Jackie is a 49-year-old woman. Her body mass index is 33 kg/m², and she has mild hypertension that is effectively controlled with antihypertensive medications. Otherwise, she is in good health.During her annual gynecologic exam, she reports that for the past 9 months her menstrual cycles have not been as regular as they used to be and that 3 months ago she skipped a cycle. She is having bothersome vasomotor symptoms (VMS) and is concerned about her memory. She says she is forgetful at work and in social situations. During a recent presentation, she could not remember the name of one of her former clients. At a work happy hour, she forgot the name of her coworker’s husband, although she did remember it later after returning home.

Her mother has Alzheimer disease (AD), and Jackie worries about whether she, too, might be developing dementia and whether her memory will fail her in social situations.

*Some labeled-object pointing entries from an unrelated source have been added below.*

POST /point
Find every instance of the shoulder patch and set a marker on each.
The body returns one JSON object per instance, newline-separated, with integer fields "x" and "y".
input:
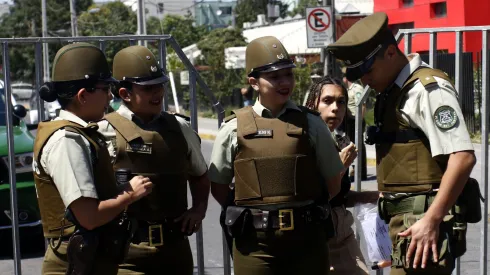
{"x": 308, "y": 110}
{"x": 445, "y": 117}
{"x": 188, "y": 119}
{"x": 427, "y": 80}
{"x": 230, "y": 117}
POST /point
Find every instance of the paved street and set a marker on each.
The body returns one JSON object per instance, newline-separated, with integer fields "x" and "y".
{"x": 213, "y": 258}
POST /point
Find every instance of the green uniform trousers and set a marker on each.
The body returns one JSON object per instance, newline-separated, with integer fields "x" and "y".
{"x": 345, "y": 254}
{"x": 55, "y": 262}
{"x": 296, "y": 252}
{"x": 399, "y": 224}
{"x": 172, "y": 258}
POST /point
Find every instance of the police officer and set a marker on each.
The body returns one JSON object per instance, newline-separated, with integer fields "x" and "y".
{"x": 423, "y": 150}
{"x": 285, "y": 166}
{"x": 162, "y": 146}
{"x": 72, "y": 169}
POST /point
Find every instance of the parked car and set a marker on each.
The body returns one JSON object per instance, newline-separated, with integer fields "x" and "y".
{"x": 28, "y": 209}
{"x": 22, "y": 91}
{"x": 50, "y": 109}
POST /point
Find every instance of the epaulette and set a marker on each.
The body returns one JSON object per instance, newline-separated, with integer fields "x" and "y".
{"x": 188, "y": 119}
{"x": 426, "y": 76}
{"x": 308, "y": 110}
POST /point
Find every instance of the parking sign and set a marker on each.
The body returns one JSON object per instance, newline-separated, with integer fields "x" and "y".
{"x": 319, "y": 30}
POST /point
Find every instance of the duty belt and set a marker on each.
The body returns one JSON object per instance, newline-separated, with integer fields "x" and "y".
{"x": 416, "y": 204}
{"x": 287, "y": 219}
{"x": 157, "y": 233}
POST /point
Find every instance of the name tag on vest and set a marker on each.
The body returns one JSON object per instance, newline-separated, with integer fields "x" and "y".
{"x": 264, "y": 133}
{"x": 143, "y": 148}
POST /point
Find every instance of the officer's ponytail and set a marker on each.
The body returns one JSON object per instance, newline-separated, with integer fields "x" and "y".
{"x": 65, "y": 91}
{"x": 47, "y": 92}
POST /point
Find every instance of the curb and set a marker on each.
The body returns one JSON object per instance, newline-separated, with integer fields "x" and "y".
{"x": 207, "y": 136}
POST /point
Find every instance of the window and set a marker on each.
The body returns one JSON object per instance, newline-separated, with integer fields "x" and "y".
{"x": 396, "y": 27}
{"x": 225, "y": 10}
{"x": 406, "y": 3}
{"x": 438, "y": 10}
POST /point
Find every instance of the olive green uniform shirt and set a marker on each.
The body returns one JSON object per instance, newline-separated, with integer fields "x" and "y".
{"x": 421, "y": 108}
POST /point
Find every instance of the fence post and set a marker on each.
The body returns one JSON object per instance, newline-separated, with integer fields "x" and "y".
{"x": 11, "y": 160}
{"x": 484, "y": 153}
{"x": 433, "y": 49}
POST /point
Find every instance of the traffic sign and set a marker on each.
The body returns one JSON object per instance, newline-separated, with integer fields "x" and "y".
{"x": 319, "y": 29}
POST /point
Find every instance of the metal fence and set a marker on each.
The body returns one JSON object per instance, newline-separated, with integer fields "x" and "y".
{"x": 407, "y": 35}
{"x": 101, "y": 41}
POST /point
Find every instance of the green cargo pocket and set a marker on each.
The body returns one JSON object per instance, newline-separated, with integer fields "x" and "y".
{"x": 445, "y": 246}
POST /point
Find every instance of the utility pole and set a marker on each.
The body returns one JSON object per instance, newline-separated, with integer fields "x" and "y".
{"x": 328, "y": 61}
{"x": 73, "y": 13}
{"x": 45, "y": 45}
{"x": 141, "y": 20}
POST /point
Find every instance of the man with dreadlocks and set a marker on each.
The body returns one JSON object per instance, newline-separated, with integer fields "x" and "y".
{"x": 329, "y": 97}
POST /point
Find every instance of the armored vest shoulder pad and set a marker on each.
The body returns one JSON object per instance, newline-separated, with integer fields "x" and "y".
{"x": 426, "y": 76}
{"x": 308, "y": 110}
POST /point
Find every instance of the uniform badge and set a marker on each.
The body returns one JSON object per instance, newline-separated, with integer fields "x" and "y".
{"x": 143, "y": 148}
{"x": 264, "y": 133}
{"x": 445, "y": 117}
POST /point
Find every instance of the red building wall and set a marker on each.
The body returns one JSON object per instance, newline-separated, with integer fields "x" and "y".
{"x": 421, "y": 14}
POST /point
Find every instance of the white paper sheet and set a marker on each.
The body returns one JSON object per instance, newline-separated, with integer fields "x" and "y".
{"x": 375, "y": 232}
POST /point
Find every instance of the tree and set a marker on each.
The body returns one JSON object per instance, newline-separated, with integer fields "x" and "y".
{"x": 113, "y": 18}
{"x": 180, "y": 27}
{"x": 24, "y": 20}
{"x": 220, "y": 80}
{"x": 302, "y": 5}
{"x": 247, "y": 10}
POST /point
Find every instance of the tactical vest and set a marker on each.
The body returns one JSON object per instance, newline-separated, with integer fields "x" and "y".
{"x": 275, "y": 162}
{"x": 50, "y": 203}
{"x": 403, "y": 155}
{"x": 161, "y": 156}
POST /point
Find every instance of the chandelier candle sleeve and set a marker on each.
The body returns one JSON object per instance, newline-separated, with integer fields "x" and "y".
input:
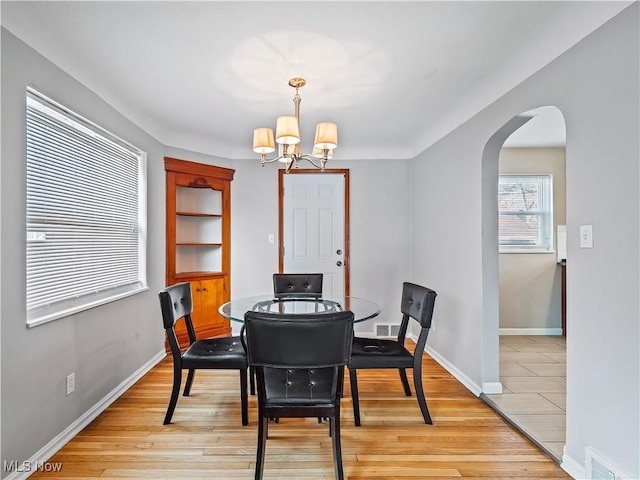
{"x": 287, "y": 130}
{"x": 288, "y": 138}
{"x": 263, "y": 140}
{"x": 326, "y": 136}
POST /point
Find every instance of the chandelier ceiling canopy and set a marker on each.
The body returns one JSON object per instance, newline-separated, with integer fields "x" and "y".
{"x": 288, "y": 138}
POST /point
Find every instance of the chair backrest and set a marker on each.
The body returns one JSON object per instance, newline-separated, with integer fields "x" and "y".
{"x": 176, "y": 303}
{"x": 290, "y": 284}
{"x": 298, "y": 340}
{"x": 417, "y": 303}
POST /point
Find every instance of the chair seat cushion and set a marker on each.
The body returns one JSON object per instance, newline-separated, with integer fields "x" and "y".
{"x": 379, "y": 353}
{"x": 223, "y": 353}
{"x": 299, "y": 386}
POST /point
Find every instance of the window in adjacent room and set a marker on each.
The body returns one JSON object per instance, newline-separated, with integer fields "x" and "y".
{"x": 525, "y": 209}
{"x": 86, "y": 213}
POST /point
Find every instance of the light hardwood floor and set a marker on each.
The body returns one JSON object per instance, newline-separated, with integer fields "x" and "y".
{"x": 206, "y": 440}
{"x": 533, "y": 374}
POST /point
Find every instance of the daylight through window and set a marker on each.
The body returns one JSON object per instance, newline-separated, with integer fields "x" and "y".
{"x": 525, "y": 213}
{"x": 86, "y": 213}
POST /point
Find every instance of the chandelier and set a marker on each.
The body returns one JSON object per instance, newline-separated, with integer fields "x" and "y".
{"x": 288, "y": 138}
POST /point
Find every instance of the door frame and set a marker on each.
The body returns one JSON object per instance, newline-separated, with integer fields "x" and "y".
{"x": 347, "y": 241}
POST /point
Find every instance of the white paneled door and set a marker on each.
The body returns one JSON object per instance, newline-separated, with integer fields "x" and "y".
{"x": 313, "y": 227}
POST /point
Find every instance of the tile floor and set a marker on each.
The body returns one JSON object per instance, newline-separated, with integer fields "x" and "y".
{"x": 533, "y": 376}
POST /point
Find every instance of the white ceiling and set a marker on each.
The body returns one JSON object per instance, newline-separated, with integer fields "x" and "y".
{"x": 395, "y": 76}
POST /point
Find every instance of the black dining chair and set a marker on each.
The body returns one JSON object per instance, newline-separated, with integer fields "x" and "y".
{"x": 224, "y": 353}
{"x": 371, "y": 353}
{"x": 299, "y": 362}
{"x": 291, "y": 284}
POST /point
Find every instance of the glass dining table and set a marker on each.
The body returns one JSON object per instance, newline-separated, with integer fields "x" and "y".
{"x": 300, "y": 304}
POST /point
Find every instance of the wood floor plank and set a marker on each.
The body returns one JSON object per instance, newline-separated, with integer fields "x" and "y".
{"x": 207, "y": 441}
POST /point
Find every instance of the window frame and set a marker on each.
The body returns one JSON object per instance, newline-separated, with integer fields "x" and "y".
{"x": 545, "y": 213}
{"x": 39, "y": 312}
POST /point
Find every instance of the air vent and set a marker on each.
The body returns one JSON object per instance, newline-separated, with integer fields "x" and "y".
{"x": 599, "y": 468}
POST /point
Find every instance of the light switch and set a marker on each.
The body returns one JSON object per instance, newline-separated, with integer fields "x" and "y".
{"x": 586, "y": 236}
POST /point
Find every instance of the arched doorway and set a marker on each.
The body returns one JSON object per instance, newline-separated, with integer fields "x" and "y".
{"x": 519, "y": 402}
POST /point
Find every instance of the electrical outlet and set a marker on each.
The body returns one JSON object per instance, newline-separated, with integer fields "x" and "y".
{"x": 71, "y": 383}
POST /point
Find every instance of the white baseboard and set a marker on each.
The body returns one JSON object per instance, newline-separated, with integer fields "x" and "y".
{"x": 51, "y": 448}
{"x": 573, "y": 468}
{"x": 530, "y": 331}
{"x": 492, "y": 388}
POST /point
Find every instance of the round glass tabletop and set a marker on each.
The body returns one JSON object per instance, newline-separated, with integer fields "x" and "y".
{"x": 362, "y": 309}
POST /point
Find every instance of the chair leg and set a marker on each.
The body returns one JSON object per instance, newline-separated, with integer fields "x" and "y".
{"x": 263, "y": 425}
{"x": 175, "y": 392}
{"x": 405, "y": 381}
{"x": 337, "y": 447}
{"x": 187, "y": 385}
{"x": 353, "y": 380}
{"x": 252, "y": 380}
{"x": 417, "y": 383}
{"x": 244, "y": 402}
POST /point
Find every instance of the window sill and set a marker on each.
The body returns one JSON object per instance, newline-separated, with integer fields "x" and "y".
{"x": 42, "y": 319}
{"x": 524, "y": 250}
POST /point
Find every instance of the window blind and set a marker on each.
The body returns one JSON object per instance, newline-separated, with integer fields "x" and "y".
{"x": 86, "y": 213}
{"x": 525, "y": 212}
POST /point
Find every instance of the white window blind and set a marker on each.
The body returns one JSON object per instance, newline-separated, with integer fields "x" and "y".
{"x": 86, "y": 213}
{"x": 525, "y": 213}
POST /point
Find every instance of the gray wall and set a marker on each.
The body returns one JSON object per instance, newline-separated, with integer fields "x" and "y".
{"x": 530, "y": 283}
{"x": 104, "y": 345}
{"x": 595, "y": 85}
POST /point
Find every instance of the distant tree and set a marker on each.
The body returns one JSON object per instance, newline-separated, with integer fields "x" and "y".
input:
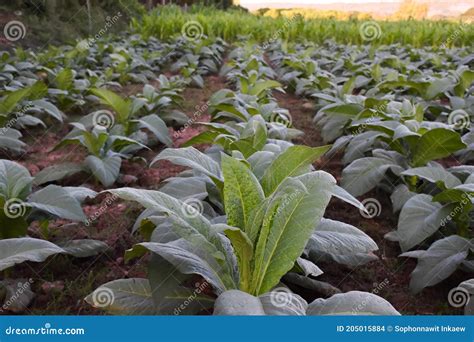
{"x": 412, "y": 9}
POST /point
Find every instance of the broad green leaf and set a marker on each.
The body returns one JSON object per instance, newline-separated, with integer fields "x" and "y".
{"x": 364, "y": 174}
{"x": 157, "y": 126}
{"x": 419, "y": 218}
{"x": 119, "y": 105}
{"x": 342, "y": 243}
{"x": 295, "y": 161}
{"x": 239, "y": 303}
{"x": 15, "y": 180}
{"x": 243, "y": 249}
{"x": 16, "y": 251}
{"x": 84, "y": 248}
{"x": 177, "y": 254}
{"x": 435, "y": 144}
{"x": 242, "y": 192}
{"x": 192, "y": 158}
{"x": 18, "y": 294}
{"x": 106, "y": 170}
{"x": 64, "y": 79}
{"x": 290, "y": 218}
{"x": 438, "y": 262}
{"x": 352, "y": 303}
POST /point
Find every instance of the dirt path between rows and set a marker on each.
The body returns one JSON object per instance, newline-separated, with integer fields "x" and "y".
{"x": 61, "y": 282}
{"x": 389, "y": 276}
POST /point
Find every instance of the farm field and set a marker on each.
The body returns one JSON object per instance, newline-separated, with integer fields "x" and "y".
{"x": 204, "y": 159}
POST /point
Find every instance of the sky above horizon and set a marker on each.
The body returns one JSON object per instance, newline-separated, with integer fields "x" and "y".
{"x": 307, "y": 2}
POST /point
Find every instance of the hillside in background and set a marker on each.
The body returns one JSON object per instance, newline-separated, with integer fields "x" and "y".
{"x": 436, "y": 9}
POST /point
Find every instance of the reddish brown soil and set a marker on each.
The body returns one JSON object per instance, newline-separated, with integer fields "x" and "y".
{"x": 62, "y": 282}
{"x": 390, "y": 275}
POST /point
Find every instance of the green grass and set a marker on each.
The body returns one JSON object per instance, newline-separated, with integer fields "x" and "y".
{"x": 165, "y": 22}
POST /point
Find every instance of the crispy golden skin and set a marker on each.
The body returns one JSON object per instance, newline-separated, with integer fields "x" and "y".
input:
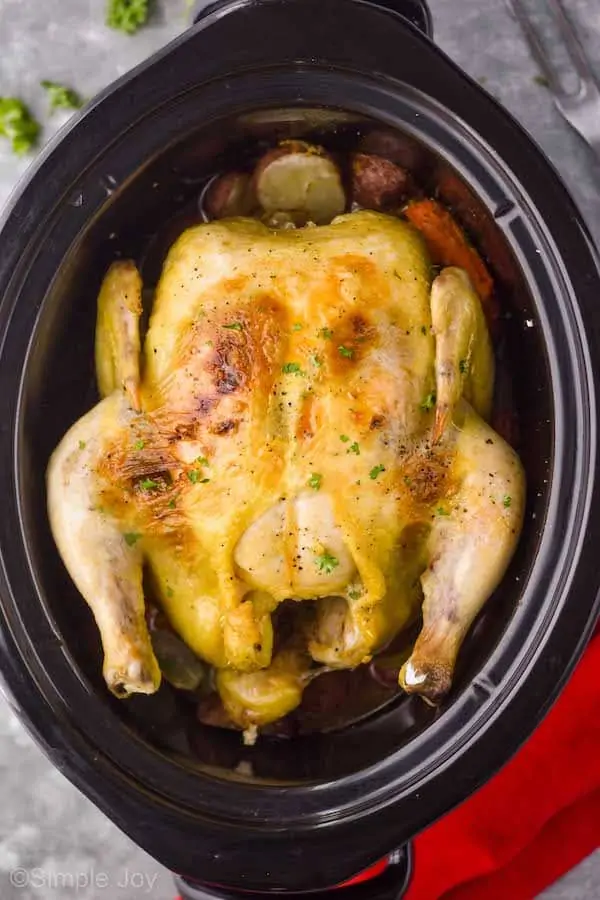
{"x": 281, "y": 440}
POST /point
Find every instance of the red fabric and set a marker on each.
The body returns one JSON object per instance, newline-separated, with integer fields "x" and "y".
{"x": 535, "y": 819}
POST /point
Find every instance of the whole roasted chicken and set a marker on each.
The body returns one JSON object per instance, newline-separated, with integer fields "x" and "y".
{"x": 307, "y": 421}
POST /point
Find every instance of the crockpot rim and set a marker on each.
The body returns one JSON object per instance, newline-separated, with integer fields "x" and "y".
{"x": 108, "y": 94}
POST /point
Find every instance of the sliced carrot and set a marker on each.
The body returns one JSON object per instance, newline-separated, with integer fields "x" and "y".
{"x": 448, "y": 246}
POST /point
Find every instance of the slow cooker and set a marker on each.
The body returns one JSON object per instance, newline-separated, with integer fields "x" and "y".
{"x": 303, "y": 815}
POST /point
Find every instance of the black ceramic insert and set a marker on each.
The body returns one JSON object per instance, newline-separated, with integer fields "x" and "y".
{"x": 291, "y": 815}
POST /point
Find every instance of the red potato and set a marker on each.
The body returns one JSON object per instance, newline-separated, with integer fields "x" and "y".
{"x": 302, "y": 180}
{"x": 228, "y": 196}
{"x": 378, "y": 183}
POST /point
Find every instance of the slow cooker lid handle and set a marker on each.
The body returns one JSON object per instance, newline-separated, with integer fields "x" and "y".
{"x": 416, "y": 12}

She is concerned about using hormone therapy (HT) for her vasomotor symptoms because she has heard that it can lead to breast cancer and/or AD.

How would you advise her?

HT remains the most effective treatment for bothersome VMS, but concerns about its cognitive safety persist. Such concerns, and indeed a black-box warning about the risk of dementia with HT use, initially arose following the 2003 publication of the Women’s Health Initiative Memory Study (WHIMS), a randomized, placebo-controlled trial of HT for the primary prevention of dementia in women aged 65 years and older at baseline.¹ The study found that combination estrogen/progestin therapy was associated with a 2-fold increase in dementia when compared with placebo.

One of the critical questions arising even before WHIMS was whether the cognitive risks associated with HT that were seen in WHIMS apply to younger women. Attempting to answer the question and adding fuel to the fire are the results of a recent case-control study from Finland.² This study compared HT use in Finnish women with and without AD and found that HT use was higher among Finnish women with AD compared with those without AD, regardless of age. The authors concluded, “Our data must be implemented into information for the present and future users of HT, even though the absolute risk increase is small.”

However, given the limitations inherent to observational and registry studies, and the contrasting findings of 3 high-quality, randomized controlled trials (RCTs; more details below), providers actually can reassure younger peri- and postmenopausal women about the cognitive safety of HT.³ They also can explain to patients that cognitive symptoms like the ones described in the case example are normal and provide general guidance to midlife women on how to optimize brain health.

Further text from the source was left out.